Gatherers dive deep into the island to collect the raffia palm.They strip and dry the newly cut light green strand and sun dry them.The dried raffia filaments then turn beige in shading to yield the regular hued raffia we all know. 
The raffia strands are then brought into stockrooms, where they are sorted and divided into diverse characteristics of raffia, as indicated by their shading, surface, fiber length and width.

Raffia Palm:

The Raffia palms (Raphia) are a family of around twenty types of palms local to tropical districts of Africa, and particularly Madagascar, with one species (R. taedigera) likewise occurring in Central and South America. They grow up to 16 m (52.5 ft) tall and are wonderful for their compound pinnate leaves, the longest in the plant kingdom; leaves of R. regalis up to 25 m (82.38 ft) long and 3m (9.84 ft) wide are known. The plants are either monocarpic, flowering once and after that diminishing after the seeds are developed, or hapaxanthic, with individual stems passing on in the wake of fruiting yet the root framework staying alive and sending up new stems.

Cultivation and uses:
Raffia fibers have numerous uses, particularly in the zone of textiles and in development. In their neighborhood surroundings, they are utilized for ropes, sticks and supporting bars, and different rooftop coverings are made out of its sinewy branches and clears out. The film on the underside of every individual frond leaf is taken off to make a long thin fiber which can be colored and woven as a textile into items extending from caps to shoes to improving mats. Plain raffia fibers are traded and utilized as greenery enclosure ties or as a "characteristic" string in numerous nations. Particularly when one wishes to join trees, raffia is utilized to hold plant parts together as this characteristic rope has numerous advantages for this reason. 
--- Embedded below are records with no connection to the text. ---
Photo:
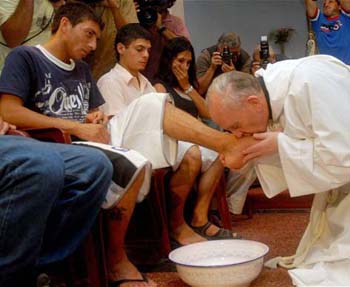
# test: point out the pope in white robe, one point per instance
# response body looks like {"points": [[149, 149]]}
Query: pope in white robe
{"points": [[300, 112]]}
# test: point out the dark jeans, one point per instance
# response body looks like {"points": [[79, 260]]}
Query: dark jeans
{"points": [[50, 195]]}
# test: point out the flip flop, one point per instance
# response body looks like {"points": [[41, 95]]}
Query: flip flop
{"points": [[121, 281], [221, 234]]}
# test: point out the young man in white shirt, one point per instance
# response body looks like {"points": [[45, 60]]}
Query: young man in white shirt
{"points": [[122, 86]]}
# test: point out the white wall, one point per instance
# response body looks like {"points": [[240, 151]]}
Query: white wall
{"points": [[207, 20]]}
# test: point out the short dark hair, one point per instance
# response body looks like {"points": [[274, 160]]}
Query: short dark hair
{"points": [[174, 47], [130, 32], [76, 12]]}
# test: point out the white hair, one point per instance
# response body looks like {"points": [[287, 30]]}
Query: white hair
{"points": [[233, 87]]}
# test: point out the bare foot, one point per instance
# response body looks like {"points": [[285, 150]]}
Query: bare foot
{"points": [[126, 270], [185, 235], [212, 229]]}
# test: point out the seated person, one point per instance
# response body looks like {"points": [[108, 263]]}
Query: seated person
{"points": [[114, 14], [331, 27], [177, 76], [49, 86], [49, 198], [120, 87], [227, 55]]}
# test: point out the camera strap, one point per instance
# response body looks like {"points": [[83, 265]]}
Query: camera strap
{"points": [[267, 95]]}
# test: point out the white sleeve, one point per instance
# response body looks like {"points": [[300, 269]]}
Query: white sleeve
{"points": [[7, 8], [114, 100], [314, 148]]}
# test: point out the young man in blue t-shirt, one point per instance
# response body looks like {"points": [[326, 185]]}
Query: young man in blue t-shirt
{"points": [[331, 27], [49, 86]]}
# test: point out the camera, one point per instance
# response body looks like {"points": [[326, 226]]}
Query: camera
{"points": [[88, 2], [227, 56], [264, 52], [148, 12]]}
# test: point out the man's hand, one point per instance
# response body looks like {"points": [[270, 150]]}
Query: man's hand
{"points": [[255, 66], [227, 68], [96, 117], [4, 127], [267, 145], [216, 59], [92, 132], [111, 3]]}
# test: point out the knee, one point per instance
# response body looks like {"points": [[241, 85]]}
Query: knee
{"points": [[192, 161]]}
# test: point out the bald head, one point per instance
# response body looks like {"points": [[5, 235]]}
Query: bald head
{"points": [[237, 103], [232, 87]]}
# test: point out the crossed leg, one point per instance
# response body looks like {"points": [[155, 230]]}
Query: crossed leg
{"points": [[119, 265]]}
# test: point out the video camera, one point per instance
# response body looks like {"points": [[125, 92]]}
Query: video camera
{"points": [[88, 2], [148, 12], [264, 52], [227, 56]]}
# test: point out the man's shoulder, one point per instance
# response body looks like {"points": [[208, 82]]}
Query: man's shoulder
{"points": [[24, 49]]}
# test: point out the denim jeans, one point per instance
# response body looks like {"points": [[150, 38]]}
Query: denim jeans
{"points": [[50, 195]]}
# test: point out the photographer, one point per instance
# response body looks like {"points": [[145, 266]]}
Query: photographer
{"points": [[155, 17], [114, 14], [24, 22], [227, 55], [257, 62]]}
Raffia palm additionally gives an imperative social beverage. The sap contains sugars. It is generally gathered by cutting a crate in the highest point of the palm and suspending a huge gourd to gather the smooth white fluid. Not at all like oil palms, this procedure murders the tree. Sap from both the raffia and oil palms can be permitted to age over a couple of days. At the point when initially gathered from the tree, it is sweet and shows up somewhat carbonated. As it ages more sugar is changed over. The sap is generally called wine. The raffia wine has a tendency to be sweeter at any age when contrasted with oil palm wine. Both sorts of palm wine can likewise be refined into solid alcohols, for example, Ogogoro. Generally in a few societies where raffia and/or oil palm are by regional standards accessible, visitors and spirits are offered these beverages from the palm trees. 

The raffia palm is imperative in social orders, for example, that of the Province of Bohol in the Philippines, Kuba of Democratic Republic of the Congo, Nso of Cameroon, the Igbo and Ibibio/Annang of southestern, the Urhobo and Ijaw individuals of Niger delta Nigeria and the Yoruba of southwestern Nigeria, among a few other West African ethnic countries.